Moore, meanwhile, has deftly handled the heritage portfolio, his rookie ministerial assignment, ensuring Stephen Harper will never again be side-swiped by angry artists. Harper’s comments in the last election that “ordinary people” didn’t care about arts funding backfired spectacularly, particularly in Quebec, and Moore, who is single and unencumbered by a family, has been criss-crossing the country ever since, making nice, spreading cash and the new Harper creed—lately, the Tories have delivered the biggest arts funding budgets in Canadian history.

“If market forces were all that is important in terms of culture,” he says, “then all you’d see on TV would be women in bikinis and cage-fighting.” He’s also fond of the business argument. “It’s a huge export, a huge business in Canada,” he tells Maclean’s from his campaign office on Port Moody’s main drag, “$46 billion and over 600,000 jobs. That’s twice the size of Canada’s forest industry.”

Howard Jang, executive director of Vancouver’s Arts Club Theatre, recalls the off-the-cuff remarks Moore made to a group of arts executives last year, as the B.C. government was slashing arts funding in the province. It was a turning point for an arts community “reeling” from the Liberals’ cuts, Jang says. “We thought: ‘He actually gets it.’ ”

This is part of what makes him one of the Tories’ most attractive ministers, says University of Toronto political scientist Nelson Wiseman. “I haven’t heard him talking about dinosaurs walking on Earth at the same time as man,” he adds, a reference to Day. Moore, who is a metro MP, and bilingual, so rare west of Manitoba, represents a bright hope for the party: a Conservative who can appeal to urban types, artsy folk and gays and lesbians scared off by the biblical flank.

Despite his blue pinstriped suit, Moore looks comfortably rumpled. A few dog hairs decorate his pant leg, care of Jed, the Bernese mountain dog he calls “son,” and his black dress shoes have seen a lot of miles. He knows politicians wear French cuffs at their peril: “If you’re smarmy and too slick by half,” he says, “people won’t vote for you.”

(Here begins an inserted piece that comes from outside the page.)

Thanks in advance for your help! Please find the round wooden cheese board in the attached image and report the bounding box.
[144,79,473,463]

But he is, by now, an old hand. His political start was born of tragedy at age 16, when his mom, Gail, a former Canadian amateur golf champion, died from brain cancer. “Before that,” he says, “all I was interested in was scratching together enough money so I could have my first car, hoping I made the midget-A hockey team.” But his “whole centre,” he says, was rocked by her death. “I thought: how can I do something? How can I fill this void? Politics was it.” Within weeks, he’d hung up his skates, and started door-knocking for local Reformers; later he met Preston Manning, whose call for no distinct society and equality in the Senate spoke to him. “Multiculturalism is dead,” Moore’s 1994 Centennial Secondary School yearbook entry declares, his conversion to the cause complete.

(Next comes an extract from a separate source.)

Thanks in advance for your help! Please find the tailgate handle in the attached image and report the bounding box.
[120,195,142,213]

Today, he’s a “huge fan” of George Will and William F. Buckley, and has called himself a libertarian. He doesn’t believe in unequal treatment—whether in unique powers for Quebec, or the way Canada treats its gay and lesbian citizens. In 2004, he sat two seats away from Harper, and voted against his party in favour of equal marriage rights. In February, he was one of the few Tories to vote for an NDP bill protecting transgender rights. “He follows his own instincts,” a Tory insider tells Maclean’s, which is “unusual for this cabinet.”

“He’s always been very clear on what he believes,” says Katie Green; she’s been a close friend since they first landed in Ottawa in 2000, he a 24-year-old rookie MP, she a parliamentary page. Despite his youth, he didn’t waste time at D’Arcy McGee’s, the Hill pub, she says; among friends, he’s known for being “born old.” He worked his way into cabinet, and today, his name comes up, along with Peter MacKay, Jim Flaherty and Jim Prentice, when discussion turns to possible successors to Harper. Whether it interests him is a subject for another day. For now, Moore is taking things one election at a time.